US Military Hires Former Enemies

Discussion in 'Politics' started by ZZZzzzzzzz, Aug 4, 2007.

  1. In Iraq, a Perilous Alliance With Former Enemies

    By Sudarsan Raghavan
    Washington Post Foreign Service
    Saturday, August 4, 2007; A01

    FORWARD OPERATING BASE ISKAN, Iraq -- Inside a brightly lit room, the walls adorned with memorials to 23 dead American soldiers, Lt. Col. Robert Balcavage stared at the three Sunni tribal leaders he wanted to recruit.

    Their fighters had battled U.S. troops. Balcavage suspected they might have attacked some of his own men. The trio accused another sheik of having links to the Sunni insurgent group al-Qaeda in Iraq. That sheik, four days earlier, had promised the U.S. military to fight al-Qaeda in Iraq and protect a strategic road.

    "Who do you trust? Who do you not trust?" said Balcavage, commander of the 1st Battalion, 505th Parachute Infantry Regiment of the 82nd Airborne Division, his voice dipping out of earshot.

    An hour later, he signed up some of America's newest allies.

    U.S. commanders are offering large sums to enlist, at breakneck pace, their former enemies, handing them broad security powers in a risky effort to tame this fractious area south of Baghdad in Babil province and, literally, buy time for national reconciliation.

    American generals insist they are not creating militias. In contracts with the U.S. military, the sheiks are referred to as "security contractors." Each of their "guards" will receive 70 percent of an Iraqi policeman's salary. U.S. commanders call them "concerned citizens," evoking suburban neighborhood watch groups.

    But interviews with ground commanders and tribal leaders offer a window into how the United States is financing a new constellation of mostly Sunni armed groups with murky allegiances and shady pasts.
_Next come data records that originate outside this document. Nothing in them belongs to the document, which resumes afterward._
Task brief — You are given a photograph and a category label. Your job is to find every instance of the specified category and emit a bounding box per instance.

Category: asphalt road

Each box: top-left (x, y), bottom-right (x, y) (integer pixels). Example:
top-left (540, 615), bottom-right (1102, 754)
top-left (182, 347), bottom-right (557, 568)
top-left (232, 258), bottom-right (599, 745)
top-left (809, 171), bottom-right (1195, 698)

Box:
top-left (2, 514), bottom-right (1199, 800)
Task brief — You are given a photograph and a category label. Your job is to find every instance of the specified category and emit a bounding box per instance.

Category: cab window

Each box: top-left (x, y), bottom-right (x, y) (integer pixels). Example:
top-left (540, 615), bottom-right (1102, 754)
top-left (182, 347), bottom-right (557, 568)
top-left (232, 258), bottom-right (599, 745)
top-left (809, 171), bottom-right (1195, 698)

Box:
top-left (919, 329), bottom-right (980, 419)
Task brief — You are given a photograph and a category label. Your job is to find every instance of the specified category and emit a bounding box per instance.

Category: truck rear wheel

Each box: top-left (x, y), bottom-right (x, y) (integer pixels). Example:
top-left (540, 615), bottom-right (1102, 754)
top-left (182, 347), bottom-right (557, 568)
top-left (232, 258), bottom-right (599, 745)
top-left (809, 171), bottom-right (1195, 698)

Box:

    The two-week-old initiative, inspired by similar efforts underway in Baghdad, Anbar and Diyala provinces, has more than halved attacks here against American troops, from 19 a day to seven, U.S. commanders said. But in a land of sectarian fault lines and shifting tribal loyalties, the strategy raises concerns about the long-term implications of empowering groups that steadfastly oppose the Shiite-led government.

    Shiite leaders fear that the United States is financing highly trained and well-armed militias that could undermine the government after American troops withdraw. Shiites worry such groups could weaken central authority and challenge democratic institutions that many would like to see take root.

    U.S. generals said they vet the backgrounds of every recruit, but ground commanders here said that is all but an impossible task.

    "Officially, we will not deal with those who have American blood on their hands," said Balcavage, 42. "But how do you know? You don't. There's a degree of risk involved. A lot of it is gut instinct. That's what I'm going on. They didn't teach me how to do this at West Point."
  2. I think this is a sensible strategy. In fact, it is quite similar to elements of my revised plan for Iraq.

    The beauty of it is that there is accountability and immediate incentives. If there are attacks in areas controlled by these sheiks, we know who to blame. They are able to deal with problems in ways that would put US soldiers in front of a court martial board. If the sheiks don't deliver, we fire them and replace them with someone who can deliver. It is basically like the mafia or gang structure, a proven way of maintaining order when normal civil processes are not effective.

    The key element here is to understand there is a big difference in local insurgents and al qaeda, which is mainly foreigners. The locals insurgents want security, power and money. Al qaeda wants death and destruction, and above all, to defeat the US. The locals are probably ambivalent about our presence, depending upon whether or not they see it as advantageous to them. Put the appropriate incentive structure in place, and they will help us or at least not goout of their way to attack us.
  3. Cruzan


    There's really little good about this strategy. It's simply the least bad of the present options and speaks much more to the utter desperate failure of this entire adventure. In the short term it will, as it has, do good by cutting down on U.S. troops being attacked, but in the longer term it will almost certainly, against all promises to the contrary, simply further entrench ethnic, tribal, and sectarian divisions to the point where the defacto breakup of Iraq along those lines becomes a forgone conclusion.

    I also wonder, as I read someone say in another article on this, that when the U.S. military inevitably comes across one of their 'neighborhood watch groups' battling, say, an Iraqi police unit, which side U.S. troops will take.
  4. alqaida plays a minimal role in the daily attacks and violence; it's all mainly shia vs sunni and legitimate insurgency fighting the occupation. fact is, WH dont give a damn about the reconstruction and improve things. the insurgency can be easily called alqaida and when that works, what incentives are there to placate violence? without the threat of alqaida the reason to stay the course would exist no more and americans would realize this whole fictitious war on terror got nothing to do with iraq;
    cant repeat that "we fight them over there so we wont have to fight them over here" anymore. more pressure for timetables, timelines and all that crap would follow.